The trademark owner can be an individual, business organization, or any legal entity. A trademark may be located on a package, a label, a voucher, or on the product itself.

For the sake of corporate identity, trademarks are often displayed on company buildings. It is legally recognized as a type of intellectual property.

#4. Trade secrets
Trade secrets is any formula, process, device or other business information that is kept confidential to maintain an advantage over rival firm information - including any formula, pattern, compilation, program, device, method, technique or process".

Therefore, any confidential business information that gives a firm a competitive advantage can be considered a trade secret.

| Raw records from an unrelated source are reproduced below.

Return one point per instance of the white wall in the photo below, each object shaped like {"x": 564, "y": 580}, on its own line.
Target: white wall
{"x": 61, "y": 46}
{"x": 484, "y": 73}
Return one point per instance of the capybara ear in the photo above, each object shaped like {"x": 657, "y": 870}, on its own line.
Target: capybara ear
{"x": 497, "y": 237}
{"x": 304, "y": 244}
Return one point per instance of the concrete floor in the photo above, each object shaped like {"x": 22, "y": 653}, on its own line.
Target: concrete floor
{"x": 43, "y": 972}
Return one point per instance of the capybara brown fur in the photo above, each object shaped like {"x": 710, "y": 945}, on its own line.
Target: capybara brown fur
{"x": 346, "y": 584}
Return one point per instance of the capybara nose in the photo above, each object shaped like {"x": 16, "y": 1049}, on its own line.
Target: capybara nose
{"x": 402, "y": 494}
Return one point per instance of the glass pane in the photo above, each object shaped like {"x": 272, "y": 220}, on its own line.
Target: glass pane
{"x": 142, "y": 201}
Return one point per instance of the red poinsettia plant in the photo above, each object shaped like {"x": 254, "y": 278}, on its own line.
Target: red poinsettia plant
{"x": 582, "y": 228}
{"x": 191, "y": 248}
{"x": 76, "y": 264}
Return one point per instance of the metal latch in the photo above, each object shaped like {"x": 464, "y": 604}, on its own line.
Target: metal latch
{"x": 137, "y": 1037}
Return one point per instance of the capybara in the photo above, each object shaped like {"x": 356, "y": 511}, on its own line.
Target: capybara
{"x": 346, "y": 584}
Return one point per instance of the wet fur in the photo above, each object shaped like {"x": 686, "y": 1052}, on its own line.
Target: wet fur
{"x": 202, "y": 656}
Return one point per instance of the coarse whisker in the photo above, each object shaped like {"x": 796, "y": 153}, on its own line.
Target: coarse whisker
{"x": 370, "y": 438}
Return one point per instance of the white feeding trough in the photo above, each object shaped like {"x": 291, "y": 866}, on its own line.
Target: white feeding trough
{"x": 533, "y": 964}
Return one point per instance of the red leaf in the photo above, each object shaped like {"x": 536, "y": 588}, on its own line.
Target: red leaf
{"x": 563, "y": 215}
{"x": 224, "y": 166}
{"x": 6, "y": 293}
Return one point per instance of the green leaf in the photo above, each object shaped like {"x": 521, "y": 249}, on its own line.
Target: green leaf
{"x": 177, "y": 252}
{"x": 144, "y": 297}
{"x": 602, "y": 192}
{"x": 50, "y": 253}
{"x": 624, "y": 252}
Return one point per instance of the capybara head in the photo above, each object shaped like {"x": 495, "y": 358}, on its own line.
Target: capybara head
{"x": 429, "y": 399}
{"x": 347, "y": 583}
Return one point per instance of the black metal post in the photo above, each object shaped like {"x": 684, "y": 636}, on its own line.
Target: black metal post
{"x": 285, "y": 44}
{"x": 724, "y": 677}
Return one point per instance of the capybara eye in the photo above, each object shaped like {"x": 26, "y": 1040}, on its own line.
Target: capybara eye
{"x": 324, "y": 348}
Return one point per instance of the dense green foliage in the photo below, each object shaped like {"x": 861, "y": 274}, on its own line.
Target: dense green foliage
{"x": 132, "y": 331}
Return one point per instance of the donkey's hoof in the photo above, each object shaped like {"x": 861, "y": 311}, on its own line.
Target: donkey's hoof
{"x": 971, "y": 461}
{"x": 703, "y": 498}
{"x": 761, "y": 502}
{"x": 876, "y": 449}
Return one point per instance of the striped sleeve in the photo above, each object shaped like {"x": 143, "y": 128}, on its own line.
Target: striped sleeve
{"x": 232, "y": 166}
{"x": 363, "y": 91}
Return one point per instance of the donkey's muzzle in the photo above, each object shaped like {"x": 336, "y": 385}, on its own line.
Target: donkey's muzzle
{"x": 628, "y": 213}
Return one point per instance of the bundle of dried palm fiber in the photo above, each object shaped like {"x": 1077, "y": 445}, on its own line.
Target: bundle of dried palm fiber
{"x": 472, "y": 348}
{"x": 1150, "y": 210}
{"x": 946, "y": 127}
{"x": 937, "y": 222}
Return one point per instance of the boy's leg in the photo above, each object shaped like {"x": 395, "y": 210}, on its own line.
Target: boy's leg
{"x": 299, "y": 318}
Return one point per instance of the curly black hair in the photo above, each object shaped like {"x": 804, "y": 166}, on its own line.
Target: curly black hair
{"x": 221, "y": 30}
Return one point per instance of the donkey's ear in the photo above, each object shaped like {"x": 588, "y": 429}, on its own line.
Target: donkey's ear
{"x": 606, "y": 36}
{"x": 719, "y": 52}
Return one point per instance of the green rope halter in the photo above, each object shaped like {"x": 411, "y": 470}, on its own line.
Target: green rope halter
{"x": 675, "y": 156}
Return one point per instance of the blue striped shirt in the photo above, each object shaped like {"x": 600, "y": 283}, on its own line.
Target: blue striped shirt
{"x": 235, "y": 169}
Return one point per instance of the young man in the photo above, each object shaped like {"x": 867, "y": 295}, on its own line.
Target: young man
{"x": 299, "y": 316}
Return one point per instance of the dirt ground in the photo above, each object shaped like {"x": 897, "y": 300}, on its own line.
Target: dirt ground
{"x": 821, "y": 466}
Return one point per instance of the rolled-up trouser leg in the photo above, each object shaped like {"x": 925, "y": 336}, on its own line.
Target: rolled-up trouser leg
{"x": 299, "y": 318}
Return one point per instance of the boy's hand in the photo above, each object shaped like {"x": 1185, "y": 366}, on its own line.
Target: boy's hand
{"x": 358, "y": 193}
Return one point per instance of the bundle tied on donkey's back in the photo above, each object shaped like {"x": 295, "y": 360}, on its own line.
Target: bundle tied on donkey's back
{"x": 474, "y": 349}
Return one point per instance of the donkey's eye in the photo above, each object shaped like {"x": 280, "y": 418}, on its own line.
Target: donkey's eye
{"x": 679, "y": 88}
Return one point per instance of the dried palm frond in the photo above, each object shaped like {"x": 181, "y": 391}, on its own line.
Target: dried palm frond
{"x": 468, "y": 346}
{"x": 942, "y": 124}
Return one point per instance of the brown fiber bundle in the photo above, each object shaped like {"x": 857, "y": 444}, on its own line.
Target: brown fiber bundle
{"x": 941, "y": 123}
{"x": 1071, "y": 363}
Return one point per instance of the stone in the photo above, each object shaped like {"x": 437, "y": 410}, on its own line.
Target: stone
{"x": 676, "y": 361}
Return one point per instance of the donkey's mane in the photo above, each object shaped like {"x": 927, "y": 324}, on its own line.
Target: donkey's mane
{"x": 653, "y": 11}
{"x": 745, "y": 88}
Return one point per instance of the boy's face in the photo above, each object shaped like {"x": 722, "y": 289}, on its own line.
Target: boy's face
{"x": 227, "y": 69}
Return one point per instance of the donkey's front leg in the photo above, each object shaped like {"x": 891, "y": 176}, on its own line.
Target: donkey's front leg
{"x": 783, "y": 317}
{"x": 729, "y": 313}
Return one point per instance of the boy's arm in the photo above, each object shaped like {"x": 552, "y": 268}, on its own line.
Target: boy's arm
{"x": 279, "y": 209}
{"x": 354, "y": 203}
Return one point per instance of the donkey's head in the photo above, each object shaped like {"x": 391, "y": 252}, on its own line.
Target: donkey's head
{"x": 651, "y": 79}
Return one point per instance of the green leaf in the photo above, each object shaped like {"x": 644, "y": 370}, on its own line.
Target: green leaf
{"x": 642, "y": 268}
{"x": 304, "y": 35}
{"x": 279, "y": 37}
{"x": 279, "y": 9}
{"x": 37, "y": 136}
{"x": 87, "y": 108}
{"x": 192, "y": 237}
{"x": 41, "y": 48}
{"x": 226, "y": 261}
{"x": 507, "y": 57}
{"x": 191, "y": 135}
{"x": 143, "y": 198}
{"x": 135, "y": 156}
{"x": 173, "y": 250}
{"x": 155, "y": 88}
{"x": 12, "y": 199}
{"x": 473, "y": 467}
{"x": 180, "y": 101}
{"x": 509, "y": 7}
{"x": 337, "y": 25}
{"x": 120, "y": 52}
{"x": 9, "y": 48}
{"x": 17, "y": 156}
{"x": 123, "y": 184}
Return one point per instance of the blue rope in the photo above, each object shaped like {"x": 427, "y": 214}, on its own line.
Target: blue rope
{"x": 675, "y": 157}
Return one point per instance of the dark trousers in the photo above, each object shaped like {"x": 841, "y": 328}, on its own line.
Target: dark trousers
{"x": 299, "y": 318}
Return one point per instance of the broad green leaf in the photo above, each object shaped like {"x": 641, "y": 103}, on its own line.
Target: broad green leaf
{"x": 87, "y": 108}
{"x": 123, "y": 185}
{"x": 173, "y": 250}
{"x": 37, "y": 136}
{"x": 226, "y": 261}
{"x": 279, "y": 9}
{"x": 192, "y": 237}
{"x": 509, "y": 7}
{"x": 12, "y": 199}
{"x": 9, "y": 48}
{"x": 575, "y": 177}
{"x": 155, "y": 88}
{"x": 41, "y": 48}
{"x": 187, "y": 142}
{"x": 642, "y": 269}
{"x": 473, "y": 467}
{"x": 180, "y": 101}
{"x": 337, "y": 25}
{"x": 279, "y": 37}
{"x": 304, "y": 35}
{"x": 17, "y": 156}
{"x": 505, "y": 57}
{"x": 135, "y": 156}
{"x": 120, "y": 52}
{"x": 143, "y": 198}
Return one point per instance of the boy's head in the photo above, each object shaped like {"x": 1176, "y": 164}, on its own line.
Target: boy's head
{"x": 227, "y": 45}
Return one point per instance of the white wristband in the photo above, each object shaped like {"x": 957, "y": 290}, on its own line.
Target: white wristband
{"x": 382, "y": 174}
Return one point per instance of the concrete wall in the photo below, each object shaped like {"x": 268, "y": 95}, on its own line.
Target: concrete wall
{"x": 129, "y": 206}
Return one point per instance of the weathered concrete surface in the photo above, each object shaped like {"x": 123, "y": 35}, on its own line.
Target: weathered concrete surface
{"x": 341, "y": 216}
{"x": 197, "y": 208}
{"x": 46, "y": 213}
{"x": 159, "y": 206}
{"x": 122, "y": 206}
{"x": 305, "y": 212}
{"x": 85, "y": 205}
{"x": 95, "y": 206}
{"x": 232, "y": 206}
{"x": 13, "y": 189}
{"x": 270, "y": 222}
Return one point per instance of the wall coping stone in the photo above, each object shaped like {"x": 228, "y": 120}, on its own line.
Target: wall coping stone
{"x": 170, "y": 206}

Not all "inventions" can be protected as patents. As a result, scientific theories, nutritional recipes, mathematical methods and commercial methods cannot be patented.

However, certain "inventions" that are valuable may still be protected as a trade secret. It could be argued that a trade secret is not, strictly speaking, an intellectual property right.

The factors that qualify confidential information as trade secrets are:

  • It's a secret not widely known to the public;
  • Because the information will not be made public, it must have commercial value:
  • It is the subject of the holder's reasonable efforts to keep it confidential.

Trade secrets can be broadly classified into two:
  • trade secrets that protect inventions or manufacturing processes that do not meet the patentability criteria and can therefore only be protected as a trade secret. An example of this is a manufacturing process or customer list that cannot be protected as a patent, but is considered valuable; and
  • trade secrets for inventions that meet the patentability criteria and could therefore be protected by patents.

#5. Trade dress
Trade dress is a form of intellectual property that refers to the visual characteristics and overall appearance of a product and its packaging, which identify the source of the product and distinguish it from others.

Conclution

property protections may seem to provide a minimum of protection, when used wisely they can maximize the benefit and value of a creation and enable the development, protection and monetization of world-changing technology.